If you're walking down the street and cross a dog on leash that you want to pet, ask the owner first and only when you hear them say yes should you interact with the dog. Make sure you WAIT for the answer, too many people will ask if they can pet a dog while they are already reaching down to pet the dog. Don't be one of those people. The handler knows the dog best and should they say that you cannot pet the dog you will need to respect the decision, it is for your and the dog's safety.
And while we're talking about polite hellos let's stop the eternally believed "put your hand to the dog's nose so they can smell that you're friendly". This is not ok, nor is it safe. There is no way for you to know the dog's history by just looking at them, some dogs may have a bite history, some are anxious or fearful and others may be in training. The main danger is if the dog has a bite history...you may get bit and severely hurt. Just that should be enough to spot this long standing process. Should the dog be anxious or fearful and you invade their personal space it can be perceived as a threat and again you may get bit. If the dog is in training than you may be inadvertently teach that dog something the handler does not want. For example: Service dogs need to be trained to ignore people around them to focus on their person. By throwing your hand in the dog's face you may be undoing someone's hard work.
I'm sure you can tell by now that people petting unknown dogs without permission is one of my biggest pet peeves from the dog world. The main reason for that is if the dog snaps and defends his/her personal space (which is perfectly normal if the stranger invaded their space, remember the for instance at the start) then he/she will be labeled "dangerous" or "reactive". Now the handler is left apologizing for something that, in my opinion, they should not have to. The dog is officially labeled as "bad" and now the owner has a tons of work to do with that animal to bring them back from that experience. All around not fair!
So how can I pet a cute dog?
The proper way to say hello to a new dog is to interact with the handler first, speak to them (trust me just this will make their day, we're used to being on the ignored end of the leash!), ask them if it's ok to pet their dog. If they say yes, don't just jump in the dog's face! Hold your hand out a bit, just a few inches from your body and let the dog choose to come sniff you. By letting the dog initiate the interaction it makes sure that the dog is comfortable, this lessens the chances of the dog being scared, and/or potentially biting you.
Here's the part that a lot of people struggle with...if the dog decides not to interact with you you have to walk away! Don't believe yourself a Disney princess that every animal has to love. Some dogs enjoy having people near them but not touching them, and that's ok. Others may be having an off day where they don't want to cuddle, maybe they're grumpy because their diner's late or they didn't sleep well. It happens to all of us, 2 or 4 legged.
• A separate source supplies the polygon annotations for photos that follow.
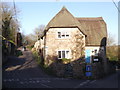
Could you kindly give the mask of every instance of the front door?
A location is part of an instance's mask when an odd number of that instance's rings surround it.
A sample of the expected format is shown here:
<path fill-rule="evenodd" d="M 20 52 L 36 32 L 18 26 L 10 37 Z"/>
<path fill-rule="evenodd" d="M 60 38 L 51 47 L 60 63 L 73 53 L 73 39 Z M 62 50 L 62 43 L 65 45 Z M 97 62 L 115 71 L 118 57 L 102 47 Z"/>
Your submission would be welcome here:
<path fill-rule="evenodd" d="M 91 62 L 91 50 L 90 49 L 85 50 L 85 62 L 86 63 Z"/>

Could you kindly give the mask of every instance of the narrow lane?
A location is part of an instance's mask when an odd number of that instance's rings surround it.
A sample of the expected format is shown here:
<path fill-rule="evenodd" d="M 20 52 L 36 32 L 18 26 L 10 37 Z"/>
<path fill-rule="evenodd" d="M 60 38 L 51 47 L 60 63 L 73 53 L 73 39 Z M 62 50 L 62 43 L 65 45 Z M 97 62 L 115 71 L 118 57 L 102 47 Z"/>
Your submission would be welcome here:
<path fill-rule="evenodd" d="M 120 73 L 120 71 L 118 71 Z M 3 88 L 118 88 L 118 72 L 100 80 L 58 78 L 44 73 L 31 51 L 9 57 L 3 66 Z"/>

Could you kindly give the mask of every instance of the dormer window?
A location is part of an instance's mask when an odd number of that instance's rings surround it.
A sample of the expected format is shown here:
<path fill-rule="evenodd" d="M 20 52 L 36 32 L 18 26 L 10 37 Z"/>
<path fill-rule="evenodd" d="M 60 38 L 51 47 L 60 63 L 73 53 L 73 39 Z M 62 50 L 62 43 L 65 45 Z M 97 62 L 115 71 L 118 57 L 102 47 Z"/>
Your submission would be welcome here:
<path fill-rule="evenodd" d="M 68 38 L 69 33 L 68 32 L 58 32 L 58 38 Z"/>
<path fill-rule="evenodd" d="M 61 32 L 58 32 L 58 38 L 61 38 Z"/>

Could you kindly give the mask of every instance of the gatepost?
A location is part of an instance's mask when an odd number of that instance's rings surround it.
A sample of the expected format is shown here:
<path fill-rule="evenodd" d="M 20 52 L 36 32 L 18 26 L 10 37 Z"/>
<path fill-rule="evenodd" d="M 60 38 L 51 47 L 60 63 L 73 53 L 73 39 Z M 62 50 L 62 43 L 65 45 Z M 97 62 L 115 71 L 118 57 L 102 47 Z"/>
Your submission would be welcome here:
<path fill-rule="evenodd" d="M 87 49 L 85 50 L 85 62 L 86 62 L 86 77 L 90 78 L 92 76 L 92 66 L 91 66 L 91 50 Z"/>

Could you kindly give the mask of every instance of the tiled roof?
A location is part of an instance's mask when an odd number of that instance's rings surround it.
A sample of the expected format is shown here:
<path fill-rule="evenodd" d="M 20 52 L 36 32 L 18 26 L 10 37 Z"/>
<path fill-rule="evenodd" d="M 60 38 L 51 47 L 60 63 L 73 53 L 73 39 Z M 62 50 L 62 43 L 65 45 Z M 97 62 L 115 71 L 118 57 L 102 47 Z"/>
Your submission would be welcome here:
<path fill-rule="evenodd" d="M 100 45 L 104 37 L 107 37 L 106 23 L 102 17 L 75 18 L 63 7 L 48 23 L 45 30 L 50 27 L 78 27 L 85 34 L 86 45 Z"/>

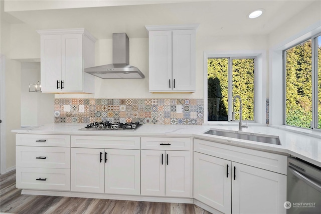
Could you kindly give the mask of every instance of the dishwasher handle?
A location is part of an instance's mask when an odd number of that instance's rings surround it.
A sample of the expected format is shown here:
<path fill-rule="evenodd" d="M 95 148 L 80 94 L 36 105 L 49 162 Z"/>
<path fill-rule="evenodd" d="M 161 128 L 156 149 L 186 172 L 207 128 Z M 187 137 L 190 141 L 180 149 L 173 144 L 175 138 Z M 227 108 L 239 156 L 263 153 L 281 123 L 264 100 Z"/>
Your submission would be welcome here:
<path fill-rule="evenodd" d="M 305 177 L 303 174 L 298 172 L 295 169 L 292 168 L 292 167 L 290 166 L 288 166 L 288 170 L 293 174 L 293 175 L 295 176 L 295 177 L 297 177 L 300 180 L 303 181 L 304 183 L 306 183 L 307 185 L 310 186 L 316 189 L 318 191 L 321 192 L 321 185 L 318 184 L 318 183 L 315 182 L 313 180 L 310 179 Z"/>

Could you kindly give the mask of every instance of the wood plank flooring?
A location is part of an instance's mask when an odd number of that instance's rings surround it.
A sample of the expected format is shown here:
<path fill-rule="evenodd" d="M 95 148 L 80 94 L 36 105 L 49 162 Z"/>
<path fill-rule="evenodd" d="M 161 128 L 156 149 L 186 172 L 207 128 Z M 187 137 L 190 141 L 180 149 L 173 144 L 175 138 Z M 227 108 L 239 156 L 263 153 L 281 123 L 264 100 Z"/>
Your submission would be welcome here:
<path fill-rule="evenodd" d="M 0 211 L 11 213 L 211 214 L 194 204 L 22 195 L 16 171 L 0 175 Z"/>

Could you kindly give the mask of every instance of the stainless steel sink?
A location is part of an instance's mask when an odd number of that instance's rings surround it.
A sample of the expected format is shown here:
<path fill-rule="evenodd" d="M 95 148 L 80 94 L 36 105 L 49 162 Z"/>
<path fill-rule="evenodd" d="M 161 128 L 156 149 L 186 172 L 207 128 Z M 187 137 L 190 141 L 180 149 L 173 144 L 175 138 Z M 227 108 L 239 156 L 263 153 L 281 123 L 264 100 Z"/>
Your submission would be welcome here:
<path fill-rule="evenodd" d="M 219 130 L 216 129 L 211 129 L 206 132 L 204 132 L 204 134 L 231 137 L 232 138 L 240 139 L 242 140 L 251 140 L 252 141 L 260 142 L 261 143 L 270 143 L 271 144 L 281 145 L 280 139 L 277 136 L 254 134 L 248 132 L 240 133 L 238 132 L 236 133 L 231 131 Z"/>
As the handler it's your job to read your dog's body language and make sure he/she is comfortable with the interact. If your dog looks uncomfortable, anxious or scared it's up to you to end the interaction and make sure your dog gets the space he/she needs. The more positive interactions your dog has with strangers the more comfortable he/she will be interacting with them (whether it's being around them or receiving cuddles, again every dog is different).